HardwareBanter - View Single Post

#2 July 15th 04, 04:31 AM

"ohaya" wrote in message ...
Hi,

I was wondering if anyone could tell me how to calculate/estimate the
overall MTBF of a RAID 1 (mirrored) configuration? I'm just looking for
a simple, "rule-of-thumb" type of calculation, assuming ideal
conditions.

I've been looking around for this, and I've seen a number of different
"takes" on this, and some of them seem to be quite at odds with each
other (and sometimes with themselves), so I thought that I'd post here
in the hopes that someone might be able to help.

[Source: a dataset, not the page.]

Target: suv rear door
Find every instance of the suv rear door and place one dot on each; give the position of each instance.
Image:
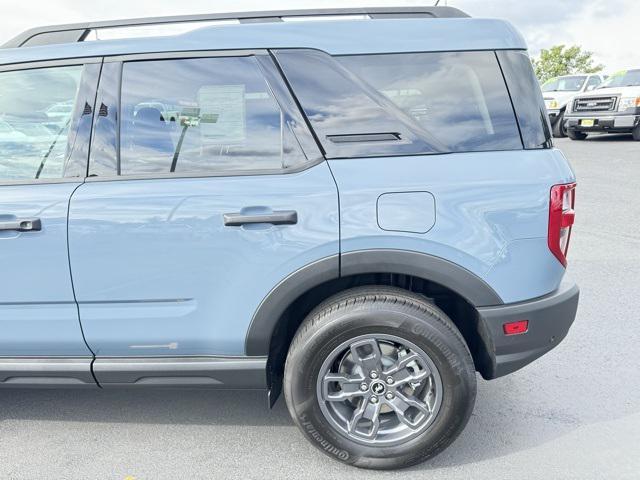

The basis will of course start with the MTBF of the HD over its rated
service life. That figure is not published by HD mfgs. The MTBF published
is a projection, educated guess plus imperical data from drives in early
life. The problem after that is any kind of assumptions about the pure
randomness of a failure or whether a failure might be clustered over
time/usage destroys any feasible precise math attempt.

The next issue is what kind of failures to take into consideration. Are SW,
OS, malice and external physical events like lightning, earthquakes, EMP,
PWS failure, other HW failure or overheating to be excluded? Excluding
such then my take is that if you replace a failing or potentially
failing(SMART) member of a RAID 1 set within 8 hours of failure/warning
during the drive's rated service life then it'll be a VERY cold day in hell
before you lose the RAID 1 set IF the HD model/batch does not have a
pathological failure mode that is intensely clustered.

An actual calculation would require information that is not available and
even the mfgs may not know precisely that information until towards the end
of a model's service life if then.

What takes on this have you found? I'd like to see how anyone would shoot
at this issue. The point is that with the exclusions noted then a RAID 1
set is VASTLY more reliable than a single HD. A shot would be at least 5000
times more reliable.
5000 is a rough shot at the number of 8 hour periods in five years.

So if you took 10K user of a given model HD and ran them all for the rated
service life and got 500 failures. Then take that same 10K group but all
using 2 drive RAID 1, there would only be a 1 chance in ten of a single
failure in the whole group or 1 failure if the group were 100K.

The accumulated threat of all the noted exclusions is VASTLY greater than
this so this issue is really a non-issue as RAID 1 is as good as it needs to
be. Keep a good backup.